You are given a perfect binary tree where all leaves are on the same level, and every parent has two children. The binary tree has the following definition:

struct Node {
  int val;
  Node *left;
  Node *right;
  Node *next;
}

Populate each next pointer to point to its next right node. If there is no next right node, the next pointer should be set to NULL.

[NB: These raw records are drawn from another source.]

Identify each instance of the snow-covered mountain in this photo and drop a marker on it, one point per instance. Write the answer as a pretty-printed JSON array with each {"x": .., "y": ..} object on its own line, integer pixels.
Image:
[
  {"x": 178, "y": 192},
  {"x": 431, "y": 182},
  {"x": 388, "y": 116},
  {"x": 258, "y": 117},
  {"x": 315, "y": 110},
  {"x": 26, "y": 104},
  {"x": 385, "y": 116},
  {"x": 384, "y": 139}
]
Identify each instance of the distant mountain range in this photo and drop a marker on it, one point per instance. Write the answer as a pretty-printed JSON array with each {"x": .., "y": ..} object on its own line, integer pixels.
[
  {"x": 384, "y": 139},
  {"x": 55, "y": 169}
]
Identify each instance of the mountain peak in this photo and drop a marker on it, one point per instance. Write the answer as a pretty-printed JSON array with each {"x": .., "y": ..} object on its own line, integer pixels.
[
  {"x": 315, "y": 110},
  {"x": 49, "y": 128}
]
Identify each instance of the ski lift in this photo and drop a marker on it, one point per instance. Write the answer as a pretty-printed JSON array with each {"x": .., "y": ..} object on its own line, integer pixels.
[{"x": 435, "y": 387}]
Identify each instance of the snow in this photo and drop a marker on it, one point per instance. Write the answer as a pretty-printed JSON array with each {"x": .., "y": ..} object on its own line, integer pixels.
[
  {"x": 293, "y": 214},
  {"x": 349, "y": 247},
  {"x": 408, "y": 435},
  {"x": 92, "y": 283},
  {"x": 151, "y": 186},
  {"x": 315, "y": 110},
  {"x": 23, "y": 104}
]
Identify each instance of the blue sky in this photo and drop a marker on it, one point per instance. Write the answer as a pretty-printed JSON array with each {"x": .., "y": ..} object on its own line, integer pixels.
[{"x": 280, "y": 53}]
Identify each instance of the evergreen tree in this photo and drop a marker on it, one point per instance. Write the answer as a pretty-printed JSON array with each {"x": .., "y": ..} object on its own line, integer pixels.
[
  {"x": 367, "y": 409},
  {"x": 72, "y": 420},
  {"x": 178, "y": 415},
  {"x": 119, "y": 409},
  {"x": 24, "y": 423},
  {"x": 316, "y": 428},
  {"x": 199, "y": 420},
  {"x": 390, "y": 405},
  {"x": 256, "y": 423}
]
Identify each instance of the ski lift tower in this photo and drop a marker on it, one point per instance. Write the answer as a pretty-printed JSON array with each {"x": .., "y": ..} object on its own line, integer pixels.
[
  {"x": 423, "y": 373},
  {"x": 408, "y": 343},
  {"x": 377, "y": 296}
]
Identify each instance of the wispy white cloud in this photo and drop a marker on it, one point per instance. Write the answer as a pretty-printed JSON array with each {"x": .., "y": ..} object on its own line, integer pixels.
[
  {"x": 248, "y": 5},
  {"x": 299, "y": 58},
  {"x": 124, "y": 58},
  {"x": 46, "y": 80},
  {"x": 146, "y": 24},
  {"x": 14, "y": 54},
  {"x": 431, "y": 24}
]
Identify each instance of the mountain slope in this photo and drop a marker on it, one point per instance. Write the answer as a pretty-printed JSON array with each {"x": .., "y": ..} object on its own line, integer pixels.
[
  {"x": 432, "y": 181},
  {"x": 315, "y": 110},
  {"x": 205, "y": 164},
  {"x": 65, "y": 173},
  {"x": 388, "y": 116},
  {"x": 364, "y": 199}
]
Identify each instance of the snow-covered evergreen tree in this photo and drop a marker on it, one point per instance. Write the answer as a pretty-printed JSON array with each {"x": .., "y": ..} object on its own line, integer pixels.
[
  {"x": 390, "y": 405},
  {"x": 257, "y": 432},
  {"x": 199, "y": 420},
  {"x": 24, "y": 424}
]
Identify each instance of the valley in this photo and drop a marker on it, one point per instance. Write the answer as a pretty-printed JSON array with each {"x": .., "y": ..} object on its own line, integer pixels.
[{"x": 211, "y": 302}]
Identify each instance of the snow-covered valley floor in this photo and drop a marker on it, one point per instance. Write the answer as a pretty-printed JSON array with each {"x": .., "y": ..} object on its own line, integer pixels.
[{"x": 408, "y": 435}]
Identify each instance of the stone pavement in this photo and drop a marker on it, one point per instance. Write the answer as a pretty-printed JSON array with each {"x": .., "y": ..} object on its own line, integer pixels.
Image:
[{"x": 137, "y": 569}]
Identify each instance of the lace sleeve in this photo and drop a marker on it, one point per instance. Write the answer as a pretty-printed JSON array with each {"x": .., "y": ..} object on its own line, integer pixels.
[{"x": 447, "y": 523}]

Initially, all next pointers are set to NULL.

Example 1:

Input: root = [1,2,3,4,5,6,7]
Output: [1,#,2,3,#,4,5,6,7,#]
Explanation: Given the above perfect binary tree (Figure A), your function should populate each next pointer to point to its next right node, just like in Figure B. The serialized output is in level order as connected by the next pointers, with '#' signifying the end of each level.

Example 2:

Input: root = []
Output: []

Constraints:

The number of nodes in the tree is in the range [0, 2¹² - 1].
-1000 <= Node.val <= 1000

Follow-up:

You may only use constant extra space.
The recursive approach is fine. You may assume implicit stack space does not count as extra space for this problem.

Solution(Python)¶

"""
# Definition for a Node.
class Node:
    def __init__(self, val: int = 0, left: 'Node' = None, right: 'Node' = None, next: 'Node' = None):
        self.val = val
        self.left = left
        self.right = right
        self.next = next
"""


class Solution:
    def connect(self, root: "Optional[Node]") -> "Optional[Node]":
        return self.optimal(root)

    # Time Compexity : O(n)
    # Space Complexity: O(n)
    def bfs(self, root: "Optional[Node]") -> "Optional[Node]":
        q = deque([root])
        while q:
            size = len(q)
            for i in range(size):
                node = q.popleft()
                if node:
                    if i == size - 1:
                        node.next = None
                    elif q:
                        node.next = q[0]

                    if node.left:
                        q.append(node.left)
                    if node.right:
                        q.append(node.right)

        return root

    # Time Compexity : O(n)
    # Space Complexity: O(1)
    def optimal(self, root: "Optional[Node]") -> "Optional[Node]":
        parent = root
        while parent:
            child = dummy = Node(0)
            while parent:
                if parent.left:
                    child.next = parent.left
                    child = child.next
                if parent.right:
                    child.next = parent.right
                    child = child.next
                parent = parent.next
            parent = dummy.next

        return root